働きながら資格を取得するには、まず1つに絞ることは当然です。並行して取得しようとすると、虻蜂取らずになるからです。ただ、1つでも試験に合格してしまえば、2つ目、3つ目の取得は比較的楽になります。英語をマスターした人は、フランス語やドイツ語もマスターしやすくなるのと同じですね。同じ勉強方法で進めていけばいいからです。一度成功している勉強のやり方なので、どのような資格試験にたいしても通用するのです。つまり、1回目の資格取得さえ突破してしまえば、そのあと洋々たる地平が開けているということですね。よくびっくりするくらいの資格を持っている人がいますが、それはこういった理由によるのです。勉強のやり方を身に着けるということは、方法記憶です。これは自転車の乗り方をマスターすることに似ています。

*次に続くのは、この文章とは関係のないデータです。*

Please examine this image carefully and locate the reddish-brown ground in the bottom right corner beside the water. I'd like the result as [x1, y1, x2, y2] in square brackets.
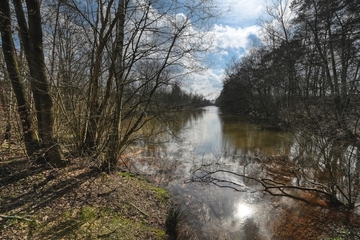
[271, 197, 360, 240]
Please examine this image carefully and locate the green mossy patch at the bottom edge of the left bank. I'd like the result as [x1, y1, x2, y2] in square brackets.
[36, 206, 166, 240]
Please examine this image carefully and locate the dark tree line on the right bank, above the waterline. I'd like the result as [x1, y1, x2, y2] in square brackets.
[217, 0, 360, 135]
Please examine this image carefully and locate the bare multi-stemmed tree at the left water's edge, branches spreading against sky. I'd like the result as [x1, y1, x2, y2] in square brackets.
[50, 0, 218, 170]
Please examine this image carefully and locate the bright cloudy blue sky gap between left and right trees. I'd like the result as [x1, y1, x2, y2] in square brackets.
[184, 0, 266, 100]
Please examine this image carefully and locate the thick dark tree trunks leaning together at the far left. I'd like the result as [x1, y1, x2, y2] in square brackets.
[1, 0, 65, 166]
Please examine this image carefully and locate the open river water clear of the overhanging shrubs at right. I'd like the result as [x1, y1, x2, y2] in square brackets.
[137, 107, 294, 239]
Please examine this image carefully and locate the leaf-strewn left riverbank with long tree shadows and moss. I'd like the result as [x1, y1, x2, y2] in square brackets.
[0, 146, 170, 239]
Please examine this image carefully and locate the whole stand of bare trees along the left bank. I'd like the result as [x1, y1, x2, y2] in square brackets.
[0, 0, 217, 171]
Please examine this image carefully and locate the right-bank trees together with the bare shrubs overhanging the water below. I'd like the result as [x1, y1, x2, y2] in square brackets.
[217, 0, 360, 209]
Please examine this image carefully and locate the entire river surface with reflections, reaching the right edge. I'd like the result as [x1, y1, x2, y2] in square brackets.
[133, 107, 360, 240]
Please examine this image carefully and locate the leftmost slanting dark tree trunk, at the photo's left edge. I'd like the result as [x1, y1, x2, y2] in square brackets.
[0, 0, 38, 156]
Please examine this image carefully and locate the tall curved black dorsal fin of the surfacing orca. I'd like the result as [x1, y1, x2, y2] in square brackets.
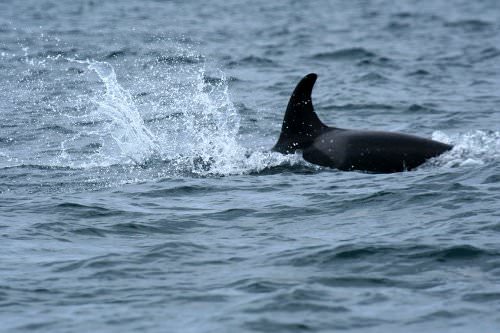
[273, 73, 328, 154]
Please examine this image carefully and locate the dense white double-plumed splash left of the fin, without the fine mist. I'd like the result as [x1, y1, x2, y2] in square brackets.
[53, 59, 296, 176]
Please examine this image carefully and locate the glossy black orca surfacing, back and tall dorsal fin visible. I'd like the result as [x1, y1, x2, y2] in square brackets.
[272, 73, 453, 173]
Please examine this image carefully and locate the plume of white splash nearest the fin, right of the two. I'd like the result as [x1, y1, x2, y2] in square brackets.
[149, 67, 304, 176]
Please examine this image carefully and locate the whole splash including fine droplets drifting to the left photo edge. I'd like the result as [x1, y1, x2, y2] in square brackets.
[7, 48, 318, 178]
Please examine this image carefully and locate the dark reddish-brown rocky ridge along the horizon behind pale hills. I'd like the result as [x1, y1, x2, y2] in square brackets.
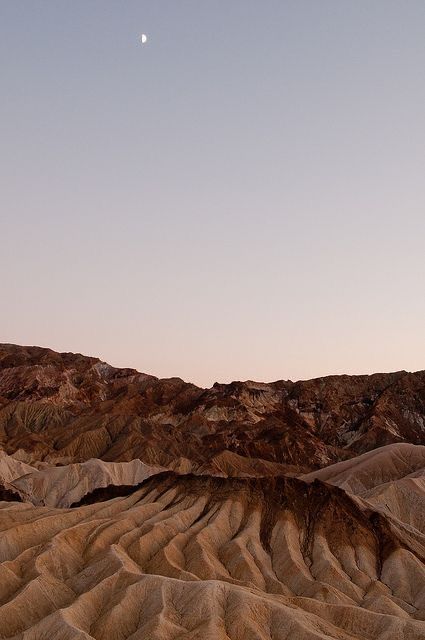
[0, 345, 425, 471]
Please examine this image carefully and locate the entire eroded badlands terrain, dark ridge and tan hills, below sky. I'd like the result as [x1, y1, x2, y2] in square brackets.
[0, 345, 425, 640]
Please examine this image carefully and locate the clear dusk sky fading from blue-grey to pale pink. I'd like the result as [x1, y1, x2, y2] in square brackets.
[0, 0, 425, 386]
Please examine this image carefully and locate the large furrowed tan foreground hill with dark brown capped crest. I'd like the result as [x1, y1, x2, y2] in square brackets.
[0, 472, 425, 640]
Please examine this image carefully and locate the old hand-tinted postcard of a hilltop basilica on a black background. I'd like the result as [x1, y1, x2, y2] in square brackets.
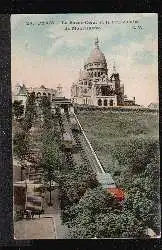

さて資格試験には、もっともっとたくさんの種類があります。アロマテラピー検定、サービス介助士、消防士、警察官、社会福祉士、通関士、気象予報士、福祉住環境コーディネーター、地調理師免許、電気工事士といったもの。最近ではパソコン関連のパワーポイントやITパスポートもありますね。ファイナンシャルプランナーや管理栄養士は根強い人気があります。独身の女性や主婦に人気のある資格としては、カラーコーディネートやデザイナー資格、POPデザイン、イラスト、アロマ検定、インテリアコーディネーター、秘書検定などがあります。仕事をしながら勉強するには、大変な労力が伴います。しかし、一度でもその環境で合格することができれば、「仕事をしながらでも合格できるスキル」を身に着けられるわけです。この「勉強の核」さえあれば、どんどん技術とスキルを増やしていけることでしょう。